I happened to be in the same club in Loveland, OH as Dick when he built the Tipo and the project came to life. I am quite certain of the following facts and dates.

Here is a brief history of the Tiporare:

- In 1977 Dick was flying a Curare built from the MAN plans. My dad and I joind his club in fall of '77 and met Dick and his son Guy. That was probably the hook that started me on my competition career.

- Dick Built two Curares from the Hobby Barn Quality Line kit for Brown in the fall for 1977 for Dave to use at the TOC that year. Which he did. (this was the last year TOC used pattern models).

- In 1978 Dick brought out a modified Curare that he had built over the winter (from wood) for him self. General concensus in the area was that the Curare was a fantastic flying model, but was generally ugly. Dick's model cleaned up the lines of the Curare and made it as considered by most to be prettier. He called it the Tiporare. Combined the word "Tipo" which was printed on the side of SuperTiger engines boxes (Type in italian) with "are" the last half of CurARE. The name was Dick's son Guy Hanson's idea.
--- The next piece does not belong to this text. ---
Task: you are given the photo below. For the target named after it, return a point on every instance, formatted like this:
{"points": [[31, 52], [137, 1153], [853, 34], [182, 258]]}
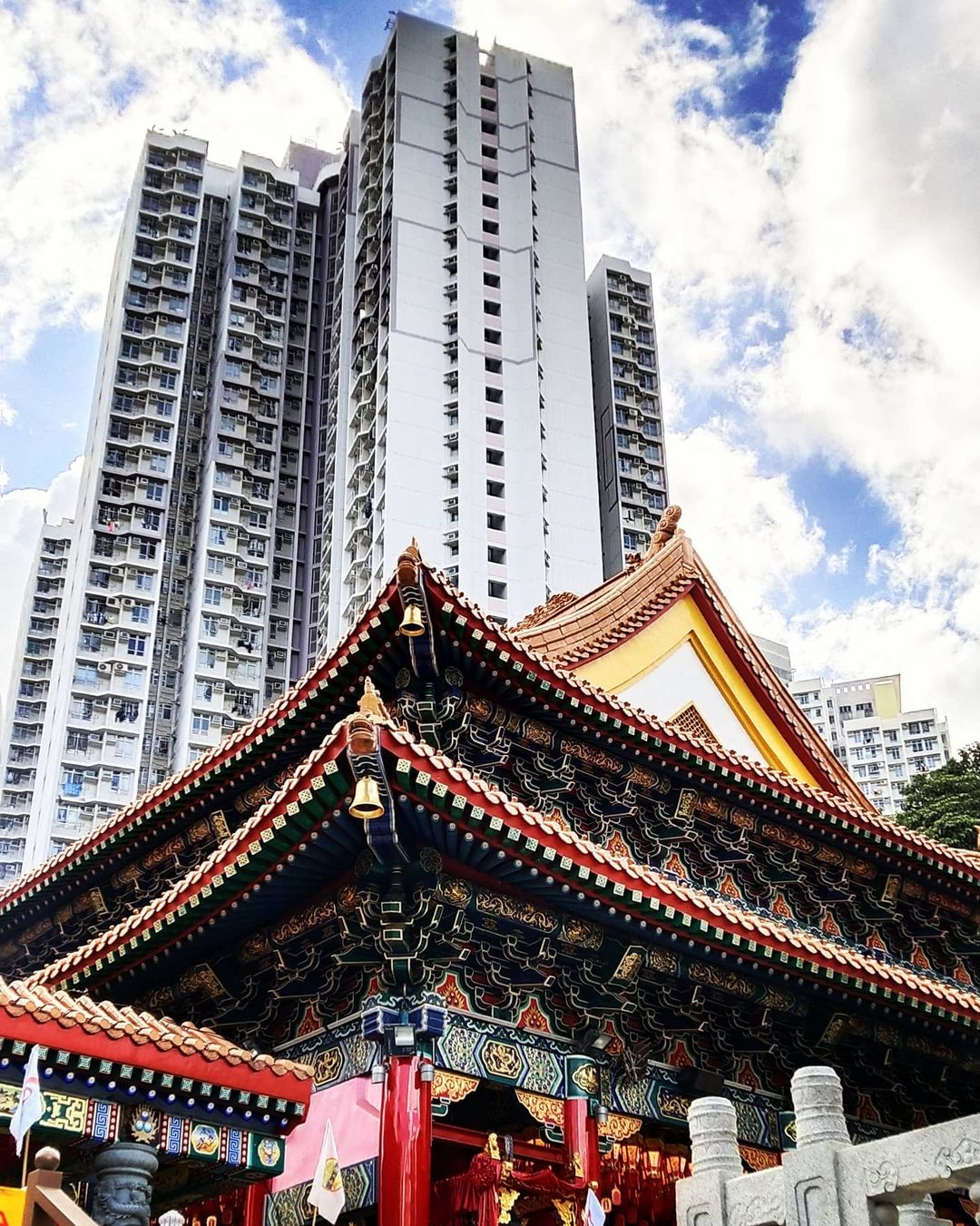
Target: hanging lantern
{"points": [[411, 623]]}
- Dick's model was well received, so after the 1978 season, Bill Keller of WK Hobbies and Dick worked together to create a glass foam kit. Dick made a fuse plug with a few further refinements over the wood version he flew in '78 and that became the now classic Tiporare (or T720). At one point the name Antidote was briefly considered for the production model (antidote for the poison Curare), but in the end Tiporare was kept and the rest is history.

- In the 1979 season MANY Tiporares entered the contest trail being flown by Brown, Frackowiak and a ton of others. Dad and I also build one but lost it right before the NATS that year. I had many more Tipos to follow.

- Some years later, WK Hobbies sold to Great Planes and that is how they came to have the Tiporare and Illusion. This was pretty much after pattern had moved on to newer designs. When the Tipo was in its prime, it was a WK kit.